I did not pull the Fuse or disconnect the RDC Module. Will this lead to having problems later (my RDC Module is bad)? 

THanks!


----------



## c3uo (Jul 22, 2006)

Thought I would post a picture of the FTM screen.

I found out you can't just pull the fuse for TPMS in the X3 as this gave me DMTL errors which were on the same fuse. 

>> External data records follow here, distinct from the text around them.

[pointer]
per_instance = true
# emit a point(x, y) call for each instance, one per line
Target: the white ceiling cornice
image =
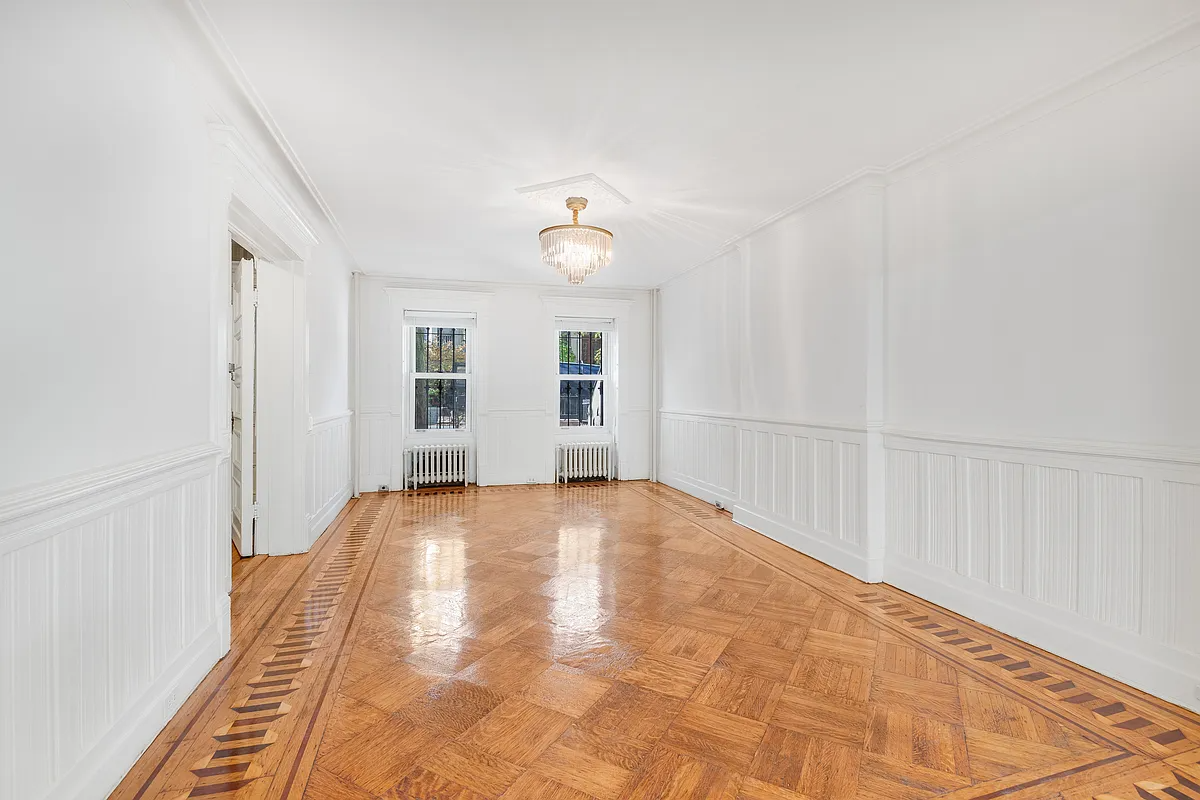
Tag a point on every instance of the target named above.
point(195, 43)
point(229, 62)
point(1179, 40)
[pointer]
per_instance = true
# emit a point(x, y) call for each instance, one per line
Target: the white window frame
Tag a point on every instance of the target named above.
point(605, 328)
point(411, 377)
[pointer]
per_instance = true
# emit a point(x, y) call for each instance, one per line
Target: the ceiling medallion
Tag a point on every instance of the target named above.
point(576, 251)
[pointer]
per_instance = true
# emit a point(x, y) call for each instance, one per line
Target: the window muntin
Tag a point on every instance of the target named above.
point(580, 403)
point(581, 400)
point(580, 353)
point(439, 401)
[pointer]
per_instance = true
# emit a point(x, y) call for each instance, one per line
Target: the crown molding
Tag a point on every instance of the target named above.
point(229, 62)
point(1144, 58)
point(1141, 59)
point(489, 287)
point(193, 43)
point(262, 193)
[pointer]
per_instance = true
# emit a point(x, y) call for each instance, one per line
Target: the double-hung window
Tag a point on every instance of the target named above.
point(439, 376)
point(583, 373)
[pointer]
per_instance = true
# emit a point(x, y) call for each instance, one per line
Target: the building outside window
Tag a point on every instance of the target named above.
point(439, 378)
point(581, 378)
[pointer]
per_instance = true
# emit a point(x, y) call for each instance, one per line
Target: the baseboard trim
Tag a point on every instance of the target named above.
point(700, 491)
point(1121, 655)
point(329, 512)
point(101, 770)
point(823, 549)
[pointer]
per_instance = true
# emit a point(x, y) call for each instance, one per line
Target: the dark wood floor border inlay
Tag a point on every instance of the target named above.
point(264, 704)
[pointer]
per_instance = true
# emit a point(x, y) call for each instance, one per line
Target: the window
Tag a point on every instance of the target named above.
point(581, 400)
point(439, 378)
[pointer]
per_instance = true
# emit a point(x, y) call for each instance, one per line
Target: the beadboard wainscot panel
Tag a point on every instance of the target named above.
point(1086, 549)
point(111, 585)
point(375, 450)
point(803, 485)
point(515, 446)
point(699, 455)
point(327, 471)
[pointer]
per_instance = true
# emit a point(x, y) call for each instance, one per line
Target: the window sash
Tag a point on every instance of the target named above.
point(571, 416)
point(600, 340)
point(462, 398)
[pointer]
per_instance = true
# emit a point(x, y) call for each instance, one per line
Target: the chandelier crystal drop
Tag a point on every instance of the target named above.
point(576, 251)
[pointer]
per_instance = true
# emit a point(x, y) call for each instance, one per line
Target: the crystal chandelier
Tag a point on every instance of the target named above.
point(576, 251)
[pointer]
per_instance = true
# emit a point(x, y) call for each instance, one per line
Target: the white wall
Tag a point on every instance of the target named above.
point(515, 395)
point(766, 355)
point(1043, 474)
point(114, 481)
point(1032, 330)
point(105, 220)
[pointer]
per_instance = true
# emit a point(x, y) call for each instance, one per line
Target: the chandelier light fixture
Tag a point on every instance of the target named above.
point(576, 251)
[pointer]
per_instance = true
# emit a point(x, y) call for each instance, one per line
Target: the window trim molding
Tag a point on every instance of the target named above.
point(411, 377)
point(606, 340)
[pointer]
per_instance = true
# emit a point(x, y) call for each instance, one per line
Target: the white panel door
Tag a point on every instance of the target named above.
point(243, 355)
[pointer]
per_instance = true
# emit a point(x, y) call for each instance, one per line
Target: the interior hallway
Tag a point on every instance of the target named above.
point(627, 641)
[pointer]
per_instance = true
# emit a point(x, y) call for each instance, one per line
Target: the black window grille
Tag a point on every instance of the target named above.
point(580, 403)
point(441, 403)
point(580, 353)
point(441, 350)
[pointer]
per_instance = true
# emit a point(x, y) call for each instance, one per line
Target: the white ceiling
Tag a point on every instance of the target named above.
point(418, 120)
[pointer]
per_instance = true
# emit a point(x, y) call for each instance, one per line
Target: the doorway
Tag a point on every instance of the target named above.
point(244, 400)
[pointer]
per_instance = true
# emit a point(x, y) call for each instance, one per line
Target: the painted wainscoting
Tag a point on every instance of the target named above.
point(515, 446)
point(1089, 551)
point(804, 486)
point(111, 590)
point(328, 479)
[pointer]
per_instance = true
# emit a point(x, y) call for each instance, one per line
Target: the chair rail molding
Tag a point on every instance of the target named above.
point(1084, 548)
point(328, 479)
point(111, 608)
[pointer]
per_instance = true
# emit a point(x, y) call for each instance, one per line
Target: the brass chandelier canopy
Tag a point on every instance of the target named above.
point(576, 251)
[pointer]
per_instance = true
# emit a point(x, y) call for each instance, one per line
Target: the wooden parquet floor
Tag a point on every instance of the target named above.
point(625, 641)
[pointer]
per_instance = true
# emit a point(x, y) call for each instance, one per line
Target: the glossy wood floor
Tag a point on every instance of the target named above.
point(625, 641)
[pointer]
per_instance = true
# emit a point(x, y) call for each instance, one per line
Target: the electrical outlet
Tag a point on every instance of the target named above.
point(171, 703)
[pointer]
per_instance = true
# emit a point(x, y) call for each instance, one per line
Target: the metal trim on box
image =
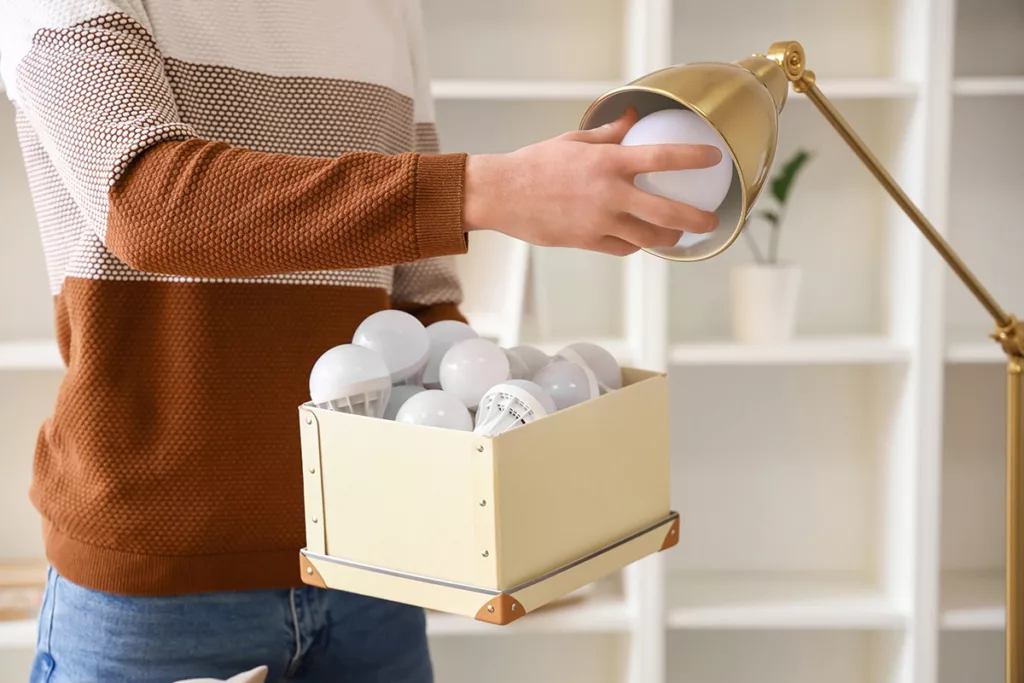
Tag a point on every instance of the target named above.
point(502, 606)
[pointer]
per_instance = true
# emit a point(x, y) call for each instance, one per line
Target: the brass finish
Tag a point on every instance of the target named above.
point(1015, 516)
point(309, 573)
point(743, 108)
point(741, 101)
point(501, 609)
point(672, 536)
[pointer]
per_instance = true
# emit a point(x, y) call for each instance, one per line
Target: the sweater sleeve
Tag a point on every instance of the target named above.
point(430, 288)
point(165, 201)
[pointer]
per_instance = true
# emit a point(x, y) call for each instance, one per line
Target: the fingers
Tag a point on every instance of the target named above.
point(609, 133)
point(646, 236)
point(614, 247)
point(670, 214)
point(654, 158)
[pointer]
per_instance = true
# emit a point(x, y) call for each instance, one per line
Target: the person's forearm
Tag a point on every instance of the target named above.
point(209, 210)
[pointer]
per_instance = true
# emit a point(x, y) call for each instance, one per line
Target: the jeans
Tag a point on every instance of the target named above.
point(304, 634)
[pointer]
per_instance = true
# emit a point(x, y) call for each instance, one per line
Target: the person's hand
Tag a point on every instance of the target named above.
point(577, 190)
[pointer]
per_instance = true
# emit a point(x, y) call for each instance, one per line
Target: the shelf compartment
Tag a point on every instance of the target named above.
point(22, 586)
point(31, 354)
point(979, 352)
point(984, 221)
point(829, 34)
point(785, 656)
point(973, 601)
point(989, 87)
point(795, 485)
point(988, 38)
point(591, 614)
point(527, 39)
point(707, 601)
point(538, 657)
point(18, 634)
point(972, 656)
point(807, 351)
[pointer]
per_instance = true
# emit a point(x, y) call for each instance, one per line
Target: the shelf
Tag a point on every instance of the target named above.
point(826, 350)
point(588, 90)
point(786, 601)
point(981, 87)
point(31, 354)
point(603, 614)
point(975, 352)
point(521, 90)
point(20, 591)
point(973, 601)
point(17, 635)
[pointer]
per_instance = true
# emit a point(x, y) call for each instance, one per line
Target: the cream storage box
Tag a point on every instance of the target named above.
point(487, 527)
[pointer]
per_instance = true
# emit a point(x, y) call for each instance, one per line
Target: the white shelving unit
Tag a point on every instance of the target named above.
point(834, 526)
point(841, 496)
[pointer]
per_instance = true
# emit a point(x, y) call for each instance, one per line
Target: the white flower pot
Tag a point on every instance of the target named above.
point(764, 302)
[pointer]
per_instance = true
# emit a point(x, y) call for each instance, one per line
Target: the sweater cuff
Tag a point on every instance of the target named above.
point(439, 183)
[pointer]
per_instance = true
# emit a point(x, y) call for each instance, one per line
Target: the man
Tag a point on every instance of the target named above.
point(225, 190)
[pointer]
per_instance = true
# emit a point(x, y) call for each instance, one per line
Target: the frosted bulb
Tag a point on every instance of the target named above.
point(350, 379)
point(568, 383)
point(532, 356)
point(434, 408)
point(599, 360)
point(509, 406)
point(400, 340)
point(540, 392)
point(517, 369)
point(443, 334)
point(705, 188)
point(399, 395)
point(472, 367)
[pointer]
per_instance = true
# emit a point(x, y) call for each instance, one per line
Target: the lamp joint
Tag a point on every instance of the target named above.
point(1011, 338)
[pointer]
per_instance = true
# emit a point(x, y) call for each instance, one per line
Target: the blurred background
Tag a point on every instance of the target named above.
point(842, 494)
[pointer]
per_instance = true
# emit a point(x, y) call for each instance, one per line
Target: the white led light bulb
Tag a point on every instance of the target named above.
point(400, 340)
point(350, 379)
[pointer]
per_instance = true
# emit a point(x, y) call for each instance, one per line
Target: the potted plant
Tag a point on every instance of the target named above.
point(765, 293)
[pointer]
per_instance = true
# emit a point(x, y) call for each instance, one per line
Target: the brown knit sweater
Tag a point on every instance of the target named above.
point(221, 198)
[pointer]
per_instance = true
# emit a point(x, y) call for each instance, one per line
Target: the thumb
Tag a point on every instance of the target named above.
point(609, 133)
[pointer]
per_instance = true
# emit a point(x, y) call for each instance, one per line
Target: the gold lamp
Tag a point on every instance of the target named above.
point(742, 101)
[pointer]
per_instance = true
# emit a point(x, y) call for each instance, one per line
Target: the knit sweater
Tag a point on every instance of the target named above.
point(224, 190)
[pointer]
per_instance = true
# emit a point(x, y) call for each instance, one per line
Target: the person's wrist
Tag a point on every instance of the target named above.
point(478, 196)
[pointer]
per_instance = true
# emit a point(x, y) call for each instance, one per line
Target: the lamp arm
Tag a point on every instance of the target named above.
point(790, 55)
point(1010, 334)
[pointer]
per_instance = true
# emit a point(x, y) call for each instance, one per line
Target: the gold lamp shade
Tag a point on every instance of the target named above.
point(741, 101)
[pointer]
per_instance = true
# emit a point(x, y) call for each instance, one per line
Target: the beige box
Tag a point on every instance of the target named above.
point(489, 527)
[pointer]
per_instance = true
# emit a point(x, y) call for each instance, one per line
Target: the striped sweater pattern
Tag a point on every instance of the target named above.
point(223, 191)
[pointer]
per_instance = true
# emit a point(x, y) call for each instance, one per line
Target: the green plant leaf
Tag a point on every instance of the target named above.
point(771, 216)
point(781, 184)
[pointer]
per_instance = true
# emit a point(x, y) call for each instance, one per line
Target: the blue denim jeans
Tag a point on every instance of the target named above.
point(305, 634)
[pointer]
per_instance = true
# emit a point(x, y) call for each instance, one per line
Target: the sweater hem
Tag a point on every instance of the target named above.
point(127, 573)
point(439, 183)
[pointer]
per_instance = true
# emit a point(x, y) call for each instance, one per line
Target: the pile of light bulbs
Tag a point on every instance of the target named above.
point(445, 375)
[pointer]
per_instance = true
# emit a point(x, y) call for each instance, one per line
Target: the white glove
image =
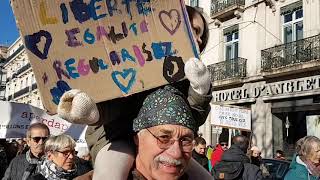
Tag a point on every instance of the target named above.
point(77, 107)
point(198, 75)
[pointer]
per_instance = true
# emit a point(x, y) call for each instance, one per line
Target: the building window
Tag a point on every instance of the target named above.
point(292, 18)
point(22, 85)
point(194, 3)
point(27, 82)
point(231, 41)
point(33, 80)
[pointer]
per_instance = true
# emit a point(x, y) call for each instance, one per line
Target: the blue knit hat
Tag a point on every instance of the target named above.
point(165, 106)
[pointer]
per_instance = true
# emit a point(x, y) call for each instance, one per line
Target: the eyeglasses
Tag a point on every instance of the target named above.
point(67, 152)
point(223, 144)
point(37, 139)
point(165, 141)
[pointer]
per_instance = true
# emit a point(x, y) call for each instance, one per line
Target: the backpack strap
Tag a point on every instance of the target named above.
point(30, 169)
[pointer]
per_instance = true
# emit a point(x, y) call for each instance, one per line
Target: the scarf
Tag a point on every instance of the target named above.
point(51, 172)
point(31, 159)
point(315, 170)
point(33, 162)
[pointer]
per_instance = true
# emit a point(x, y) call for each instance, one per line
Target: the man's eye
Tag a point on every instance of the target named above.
point(164, 138)
point(186, 141)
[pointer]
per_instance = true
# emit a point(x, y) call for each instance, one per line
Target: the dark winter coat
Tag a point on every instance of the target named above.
point(236, 165)
point(298, 171)
point(201, 159)
point(18, 166)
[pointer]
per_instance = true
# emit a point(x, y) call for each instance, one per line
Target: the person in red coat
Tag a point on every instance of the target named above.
point(220, 148)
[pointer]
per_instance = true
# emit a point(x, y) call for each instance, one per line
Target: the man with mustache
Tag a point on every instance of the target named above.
point(24, 165)
point(165, 130)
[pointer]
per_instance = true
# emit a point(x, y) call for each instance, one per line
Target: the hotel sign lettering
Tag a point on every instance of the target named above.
point(269, 89)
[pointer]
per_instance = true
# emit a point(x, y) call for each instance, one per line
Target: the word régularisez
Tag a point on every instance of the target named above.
point(73, 70)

As everything was working fine with no errors I just left the RDC module connected and fuse installed. Hopefully this will not lead to having problems later...... If anyone knows if my faulty RDC module could cause problems in the background please let me know and I will physically disconnect it.


----------



## HTK12 (Aug 15, 2012)

I tried this on 2015 F25 EUR and all the warnings are still there. Anyone got any glue what else should I do?


----------



## mrashton (Apr 30, 2012)

HTK12 said:


> I tried this on 2015 F25 EUR and all the warnings are still there. Anyone got any glue what else should I do?


Isn't your car still under warranty being a 2015 model so BMW can just fix any issues and leave with working TPMS sensing?


----------



## mrashton (Apr 30, 2012)

c3uo said:


> Thought I would post a picture of the FTM screen.
> 
> I found out you can't just pull the fuse for TPMS in the X3 as this gave me DMTL errors which were on the same fuse.
> 
> As everything was working fine with no errors I just left the RDC module connected and fuse installed. Hopefully this will not lead to having problems later...... If anyone knows if my faulty RDC module could cause problems in the background please let me know and I will physically disconnect it.


Have you decreased the air pressure in one of your tyres in a controlled environment to see whether your change back to basic tyre monitoring is actually working? I'd hate for you to have made this change expecting to be given forewarning of a deflating tyre and it not actually work. Could put you in a dangerous position if that was the case.


----------



## HTK12 (Aug 15, 2012)

mrashton said:


> Isn't your car still under warranty being a 2015 model so BMW can just fix any issues and leave with working TPMS sensing?


It's just out of warranty and the owner doesn't want to buy another set of TPMS for the second set of wheels. Currently installed set doesn't have TPMS, they are aftermarket wheels.


----------